After partying hard with some friends in Brooklyn the night before, she had opted to crash on my old bed on the landing rather than schlep all the way back to the Bronx at four in the morning. Unfortunately, both Sofia and I had woken up just a few hours later to get ready for school. By the time Joni joined us, Sofia was already done with breakfast and was deep into multiple princess costume changes in her room while I filled her lunchbox in the kitchen.

“How was the landing?” I asked Joni, knowing full well that the mattress sagged in the middle and was creaky when you moved. Given that I slept like an eggbeater, twisting and turning throughout my slumber, it had always woken me several times a night.

Two weeks after the wedding and nearly six since Matthew had moved to Boston with Nina, I’d taken over his old room with aplomb and was finally getting used to a bit of privacy. And a queen-sized bed. And a door that I could shut or even lock.

Not that I really had anything to keep particularly private. My new bed was irritatingly large, quiet, and annoyingly empty. Still, I was planning to enjoy every second of the next seven months until little no-name burst onto the scene.

I poured a mug from the pot I’d brewed as soon as I came down and pushed it across the counter to where she sat, acutely aware of how Matthew used to do the exact same thing for me just a few months ago.

“Since your bed came without a nosy nonna poking her head in every six minutes, it was fantastic,” Joni pronounced as she yanked on a messy black bun that still managed to look chic and shook her head so her oversized hoops danced from her ears.

It really wasn’t fair. Even with barely any sleep, zero exercise for two months while she’d been hobbling on crutches, and a reported hangover the size of Connecticut, my youngest sister still looked like she had walked off a runway. Joni was the family beauty, and she absolutely knew it. Meanwhile, I was still waiting for chilled gel pads to shrink the suitcases under my eyes.

“Well, I made a pot, so help yourself to more if you need,” I said as I placed a satsuma and some carrot sticks into Sofia’s lunch box. “You have PT today, right?”

She checked the time behind me on the oven clock. “At two, yeah. First day, and I’m gonna kill it. You watch, I’ll be back on Broadway in six weeks.”

She gave me a grin, though I could tell she was nervous.

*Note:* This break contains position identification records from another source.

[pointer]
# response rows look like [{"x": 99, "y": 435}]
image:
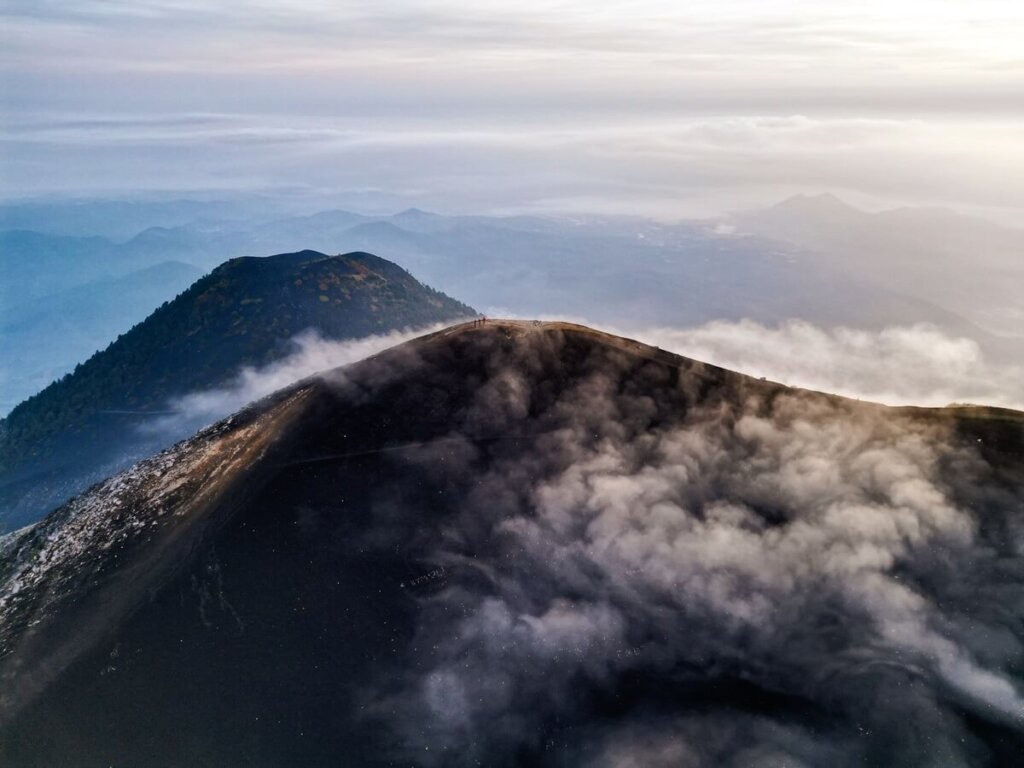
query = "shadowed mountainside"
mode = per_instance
[
  {"x": 531, "y": 544},
  {"x": 245, "y": 312}
]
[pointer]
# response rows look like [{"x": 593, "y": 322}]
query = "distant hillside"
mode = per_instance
[
  {"x": 245, "y": 312},
  {"x": 43, "y": 338}
]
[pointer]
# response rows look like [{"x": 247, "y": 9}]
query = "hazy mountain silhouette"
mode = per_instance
[
  {"x": 245, "y": 312},
  {"x": 972, "y": 266}
]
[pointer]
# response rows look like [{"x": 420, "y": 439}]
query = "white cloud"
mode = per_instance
[
  {"x": 312, "y": 355},
  {"x": 919, "y": 365}
]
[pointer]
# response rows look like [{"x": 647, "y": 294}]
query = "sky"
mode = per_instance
[{"x": 654, "y": 108}]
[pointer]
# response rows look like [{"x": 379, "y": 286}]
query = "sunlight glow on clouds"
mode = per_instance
[{"x": 631, "y": 104}]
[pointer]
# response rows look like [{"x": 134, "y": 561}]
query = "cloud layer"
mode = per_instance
[
  {"x": 763, "y": 582},
  {"x": 902, "y": 366},
  {"x": 312, "y": 354}
]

Two months ago, Joni received a call to be an understudy, then a full-cast member inChicago. For someone who had never really succeeded at anything in her life besides dancing, it was beyond a big break. It meant she was actually good at something. It meant that at twenty-four, she was more than just a three-time college dropout, cosmetology school failure, GED-recipient, part-time go-go dancer, and resident family mess. A pretty face and life of the party, sure, but generally treated like nothing else.

Less than two months into rehearsals, though, her brief success ended with a bad fall on stage, a trip to the ER, two surgeries, and a recovery period that had reportedly been driving everyone in the Bronx up the wall.

Call me crazy, but I felt a little guilty, having missed it all when I was in England. Well, I could make up for it now with some coffee and a place to crash here and there.

I reached across the counter to rub her shoulder. “You’ll do great, Jo. Just be disciplined and consistent, and you’ll be back on stage in no time.”

Joni’s face fell at the phrase “disciplined and consistent.” I didn’t remark—we both knew neither trait was a strength of hers. Dance was the only exception—for what reason, I never knew.